Abstract: The present invention includes bifunctional shRNAs capable of reducing an expression of a Mesothelin gene; wherein at least one target site sequence of the bifunctional RNA molecule is located within the Mesothelin, wherein the bifunctional RNA molecule is capable of activating a cleavage-dependent and a cleavage-independent RNA-induced silencing complex for reducing the expression level of Mesothelin.
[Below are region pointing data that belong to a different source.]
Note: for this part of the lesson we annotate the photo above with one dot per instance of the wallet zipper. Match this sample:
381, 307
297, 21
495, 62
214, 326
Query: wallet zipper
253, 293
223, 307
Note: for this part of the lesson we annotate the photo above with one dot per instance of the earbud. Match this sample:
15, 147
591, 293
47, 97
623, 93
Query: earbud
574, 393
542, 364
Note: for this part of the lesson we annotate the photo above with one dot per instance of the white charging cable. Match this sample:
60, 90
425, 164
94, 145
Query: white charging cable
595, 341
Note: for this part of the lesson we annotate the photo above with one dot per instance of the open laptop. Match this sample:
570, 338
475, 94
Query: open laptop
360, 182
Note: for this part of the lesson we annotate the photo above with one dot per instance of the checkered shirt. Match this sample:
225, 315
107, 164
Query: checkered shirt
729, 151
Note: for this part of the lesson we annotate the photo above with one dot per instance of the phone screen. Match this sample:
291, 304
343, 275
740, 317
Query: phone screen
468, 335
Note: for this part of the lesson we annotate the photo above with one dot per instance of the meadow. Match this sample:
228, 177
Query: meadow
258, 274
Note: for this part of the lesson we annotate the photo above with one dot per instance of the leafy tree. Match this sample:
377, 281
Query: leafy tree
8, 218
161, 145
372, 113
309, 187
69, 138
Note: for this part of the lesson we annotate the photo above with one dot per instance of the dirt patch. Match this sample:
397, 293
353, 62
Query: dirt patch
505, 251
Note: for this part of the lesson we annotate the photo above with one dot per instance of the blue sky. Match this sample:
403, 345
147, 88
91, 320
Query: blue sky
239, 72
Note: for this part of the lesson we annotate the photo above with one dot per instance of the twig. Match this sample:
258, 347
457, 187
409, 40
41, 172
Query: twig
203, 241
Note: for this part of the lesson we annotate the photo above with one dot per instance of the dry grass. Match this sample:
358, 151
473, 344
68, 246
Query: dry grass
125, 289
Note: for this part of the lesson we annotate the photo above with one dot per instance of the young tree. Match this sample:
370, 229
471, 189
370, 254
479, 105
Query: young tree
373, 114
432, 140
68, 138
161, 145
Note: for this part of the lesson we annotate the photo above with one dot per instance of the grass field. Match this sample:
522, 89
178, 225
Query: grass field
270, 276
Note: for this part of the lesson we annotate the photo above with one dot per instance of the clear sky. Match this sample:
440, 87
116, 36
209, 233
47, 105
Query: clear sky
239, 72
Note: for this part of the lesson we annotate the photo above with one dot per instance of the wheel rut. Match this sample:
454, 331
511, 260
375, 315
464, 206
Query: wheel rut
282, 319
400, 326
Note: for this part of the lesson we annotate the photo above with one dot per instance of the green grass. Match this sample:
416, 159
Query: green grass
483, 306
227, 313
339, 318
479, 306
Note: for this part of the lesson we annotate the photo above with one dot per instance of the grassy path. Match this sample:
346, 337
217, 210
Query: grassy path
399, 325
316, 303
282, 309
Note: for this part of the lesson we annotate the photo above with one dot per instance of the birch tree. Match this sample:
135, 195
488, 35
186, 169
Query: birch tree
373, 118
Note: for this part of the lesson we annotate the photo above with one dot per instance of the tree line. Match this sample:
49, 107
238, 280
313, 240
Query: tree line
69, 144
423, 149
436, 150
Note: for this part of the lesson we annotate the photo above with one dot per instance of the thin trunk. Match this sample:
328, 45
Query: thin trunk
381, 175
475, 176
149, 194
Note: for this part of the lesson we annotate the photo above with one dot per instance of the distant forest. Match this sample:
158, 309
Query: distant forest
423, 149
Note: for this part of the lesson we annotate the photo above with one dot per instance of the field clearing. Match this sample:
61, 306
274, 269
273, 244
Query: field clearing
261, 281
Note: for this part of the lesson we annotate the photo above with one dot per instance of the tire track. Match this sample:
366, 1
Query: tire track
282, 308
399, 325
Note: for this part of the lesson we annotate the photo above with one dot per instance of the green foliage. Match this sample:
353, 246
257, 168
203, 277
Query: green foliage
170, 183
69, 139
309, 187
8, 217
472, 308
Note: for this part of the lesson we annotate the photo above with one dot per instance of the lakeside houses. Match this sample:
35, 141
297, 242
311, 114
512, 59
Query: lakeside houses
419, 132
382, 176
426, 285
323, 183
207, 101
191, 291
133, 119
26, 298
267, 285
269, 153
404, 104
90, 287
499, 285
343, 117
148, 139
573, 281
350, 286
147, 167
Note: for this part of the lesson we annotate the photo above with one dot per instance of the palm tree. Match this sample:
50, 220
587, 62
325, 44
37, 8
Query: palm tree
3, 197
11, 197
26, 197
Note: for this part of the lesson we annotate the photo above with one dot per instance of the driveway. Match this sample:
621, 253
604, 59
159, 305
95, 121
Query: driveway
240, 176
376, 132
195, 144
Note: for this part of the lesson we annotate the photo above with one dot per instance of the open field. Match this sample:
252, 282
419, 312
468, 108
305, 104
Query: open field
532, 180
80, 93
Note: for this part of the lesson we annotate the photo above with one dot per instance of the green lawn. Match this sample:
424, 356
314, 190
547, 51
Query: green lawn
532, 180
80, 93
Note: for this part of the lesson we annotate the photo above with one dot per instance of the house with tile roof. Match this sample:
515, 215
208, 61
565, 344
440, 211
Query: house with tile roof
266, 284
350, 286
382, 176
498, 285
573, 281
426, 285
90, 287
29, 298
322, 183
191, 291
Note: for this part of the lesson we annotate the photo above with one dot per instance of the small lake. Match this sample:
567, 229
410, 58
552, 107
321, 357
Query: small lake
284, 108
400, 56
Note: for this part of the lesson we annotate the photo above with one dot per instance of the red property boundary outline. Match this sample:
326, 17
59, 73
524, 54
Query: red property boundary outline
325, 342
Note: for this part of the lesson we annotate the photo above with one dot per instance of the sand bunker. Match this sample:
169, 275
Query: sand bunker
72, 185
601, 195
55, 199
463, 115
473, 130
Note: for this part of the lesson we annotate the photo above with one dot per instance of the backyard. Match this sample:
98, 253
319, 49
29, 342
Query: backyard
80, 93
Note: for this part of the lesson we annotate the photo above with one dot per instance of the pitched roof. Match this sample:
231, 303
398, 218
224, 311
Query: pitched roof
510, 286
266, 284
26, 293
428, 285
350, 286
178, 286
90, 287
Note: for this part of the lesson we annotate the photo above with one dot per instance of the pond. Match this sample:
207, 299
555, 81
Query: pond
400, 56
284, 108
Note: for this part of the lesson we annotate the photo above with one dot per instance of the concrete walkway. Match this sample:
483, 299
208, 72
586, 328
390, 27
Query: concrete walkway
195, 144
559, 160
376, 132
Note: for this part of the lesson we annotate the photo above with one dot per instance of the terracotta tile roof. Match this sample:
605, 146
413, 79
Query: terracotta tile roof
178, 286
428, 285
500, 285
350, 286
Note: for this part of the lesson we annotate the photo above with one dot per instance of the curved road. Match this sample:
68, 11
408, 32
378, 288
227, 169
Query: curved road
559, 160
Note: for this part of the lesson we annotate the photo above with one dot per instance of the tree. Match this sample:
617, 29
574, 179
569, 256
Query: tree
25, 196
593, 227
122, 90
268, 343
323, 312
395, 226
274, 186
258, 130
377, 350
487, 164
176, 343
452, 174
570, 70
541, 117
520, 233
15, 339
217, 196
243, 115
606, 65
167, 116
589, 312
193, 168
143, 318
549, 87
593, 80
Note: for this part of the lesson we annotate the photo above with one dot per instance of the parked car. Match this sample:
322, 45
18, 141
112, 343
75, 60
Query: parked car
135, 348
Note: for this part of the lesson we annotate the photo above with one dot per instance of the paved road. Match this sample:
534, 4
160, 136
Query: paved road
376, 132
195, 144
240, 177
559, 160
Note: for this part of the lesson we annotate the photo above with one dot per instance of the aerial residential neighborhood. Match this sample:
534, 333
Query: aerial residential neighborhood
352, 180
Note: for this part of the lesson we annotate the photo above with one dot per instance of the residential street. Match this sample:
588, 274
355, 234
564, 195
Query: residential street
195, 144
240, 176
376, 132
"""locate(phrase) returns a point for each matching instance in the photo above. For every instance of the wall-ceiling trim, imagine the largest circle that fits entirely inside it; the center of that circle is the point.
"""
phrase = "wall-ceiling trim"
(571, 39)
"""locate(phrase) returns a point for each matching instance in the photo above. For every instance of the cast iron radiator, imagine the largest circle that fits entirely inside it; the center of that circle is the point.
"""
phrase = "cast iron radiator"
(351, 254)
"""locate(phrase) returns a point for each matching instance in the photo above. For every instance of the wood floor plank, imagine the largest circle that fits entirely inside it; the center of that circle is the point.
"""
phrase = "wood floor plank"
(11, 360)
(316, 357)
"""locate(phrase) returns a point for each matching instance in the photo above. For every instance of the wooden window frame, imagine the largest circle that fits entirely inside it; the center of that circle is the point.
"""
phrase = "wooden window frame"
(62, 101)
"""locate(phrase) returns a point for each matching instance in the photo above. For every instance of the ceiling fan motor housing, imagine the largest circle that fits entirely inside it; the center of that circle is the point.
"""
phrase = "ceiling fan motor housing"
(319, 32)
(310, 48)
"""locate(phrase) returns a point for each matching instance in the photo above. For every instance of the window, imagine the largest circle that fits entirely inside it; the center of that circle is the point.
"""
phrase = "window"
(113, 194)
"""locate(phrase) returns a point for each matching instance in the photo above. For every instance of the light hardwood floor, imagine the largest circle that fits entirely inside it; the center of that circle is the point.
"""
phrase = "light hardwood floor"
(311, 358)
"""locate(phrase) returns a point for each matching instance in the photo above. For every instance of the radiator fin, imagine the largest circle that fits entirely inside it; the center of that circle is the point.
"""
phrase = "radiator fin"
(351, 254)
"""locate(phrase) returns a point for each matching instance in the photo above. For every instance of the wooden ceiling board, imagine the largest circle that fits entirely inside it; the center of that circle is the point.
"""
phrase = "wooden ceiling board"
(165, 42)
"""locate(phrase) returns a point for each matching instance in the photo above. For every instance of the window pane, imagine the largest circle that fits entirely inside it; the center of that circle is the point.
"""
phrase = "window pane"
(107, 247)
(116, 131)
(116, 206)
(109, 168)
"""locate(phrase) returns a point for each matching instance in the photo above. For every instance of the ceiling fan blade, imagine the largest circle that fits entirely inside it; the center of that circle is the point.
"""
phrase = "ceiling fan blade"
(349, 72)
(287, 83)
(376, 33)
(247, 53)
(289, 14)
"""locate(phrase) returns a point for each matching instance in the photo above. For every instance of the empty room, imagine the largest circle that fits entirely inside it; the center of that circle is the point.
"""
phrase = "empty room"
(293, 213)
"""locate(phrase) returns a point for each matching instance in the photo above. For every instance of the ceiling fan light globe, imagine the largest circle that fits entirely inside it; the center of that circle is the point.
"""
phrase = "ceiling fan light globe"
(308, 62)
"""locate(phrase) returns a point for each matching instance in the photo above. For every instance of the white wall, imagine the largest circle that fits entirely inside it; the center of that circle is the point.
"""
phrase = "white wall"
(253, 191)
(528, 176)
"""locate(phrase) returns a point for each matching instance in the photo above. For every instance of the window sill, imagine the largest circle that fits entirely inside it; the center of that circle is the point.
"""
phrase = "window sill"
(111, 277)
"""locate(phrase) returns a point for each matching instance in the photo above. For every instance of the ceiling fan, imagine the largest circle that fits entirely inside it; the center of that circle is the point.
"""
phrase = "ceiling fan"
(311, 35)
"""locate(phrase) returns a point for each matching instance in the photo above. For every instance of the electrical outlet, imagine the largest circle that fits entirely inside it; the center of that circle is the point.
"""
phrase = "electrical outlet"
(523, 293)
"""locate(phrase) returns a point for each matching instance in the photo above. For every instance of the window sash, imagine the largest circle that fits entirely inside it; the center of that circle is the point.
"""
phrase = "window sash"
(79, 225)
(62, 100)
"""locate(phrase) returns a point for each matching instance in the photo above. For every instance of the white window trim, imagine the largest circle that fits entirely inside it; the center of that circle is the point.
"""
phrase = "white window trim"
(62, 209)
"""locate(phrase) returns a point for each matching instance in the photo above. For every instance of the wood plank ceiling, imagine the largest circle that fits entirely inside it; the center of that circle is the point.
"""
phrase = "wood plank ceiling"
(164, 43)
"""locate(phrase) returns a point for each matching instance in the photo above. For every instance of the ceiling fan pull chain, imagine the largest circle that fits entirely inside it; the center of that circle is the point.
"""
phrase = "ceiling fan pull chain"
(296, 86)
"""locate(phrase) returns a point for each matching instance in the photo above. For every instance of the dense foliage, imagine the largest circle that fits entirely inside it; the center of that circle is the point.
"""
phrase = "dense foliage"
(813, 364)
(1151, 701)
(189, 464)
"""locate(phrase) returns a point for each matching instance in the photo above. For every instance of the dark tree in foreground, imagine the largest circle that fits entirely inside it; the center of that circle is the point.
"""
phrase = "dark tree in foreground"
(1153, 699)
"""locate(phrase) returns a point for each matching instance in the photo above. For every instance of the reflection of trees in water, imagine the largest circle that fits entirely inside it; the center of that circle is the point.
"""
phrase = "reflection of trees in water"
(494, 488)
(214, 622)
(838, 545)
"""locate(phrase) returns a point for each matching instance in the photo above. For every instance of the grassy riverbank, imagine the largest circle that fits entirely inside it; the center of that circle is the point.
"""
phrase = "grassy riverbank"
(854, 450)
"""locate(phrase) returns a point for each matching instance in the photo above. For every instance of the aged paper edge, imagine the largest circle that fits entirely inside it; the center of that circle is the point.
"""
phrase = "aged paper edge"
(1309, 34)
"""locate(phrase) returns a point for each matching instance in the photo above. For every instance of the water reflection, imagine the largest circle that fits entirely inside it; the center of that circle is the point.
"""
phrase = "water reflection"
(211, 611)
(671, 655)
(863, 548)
Abstract: The present invention includes compositions and methods of making and using an expression vector comprising a promoter and a nucleic acid insert operably linked to the promoter, wherein the insert encodes one or more short hairpin RNAs (shRNA) capable of inhibiting an expression of a SRC-3 gene via RNA interference, wherein the one or more shRNA comprise a bifunctional RNA molecule that activates a cleavage-dependent and a cleavage-independent RNA-induced silencing complex for reducing the expression level of the SRC-3.

Abstract: A bifunctional shRNA-based composition and methods for knocking down the expression of the PDX-1 oncogene in target cells is described herein. The invention also provides methods to deliver the shRNA-containing expression vectors to target tissues overexpressing the PDX-1 oncogene.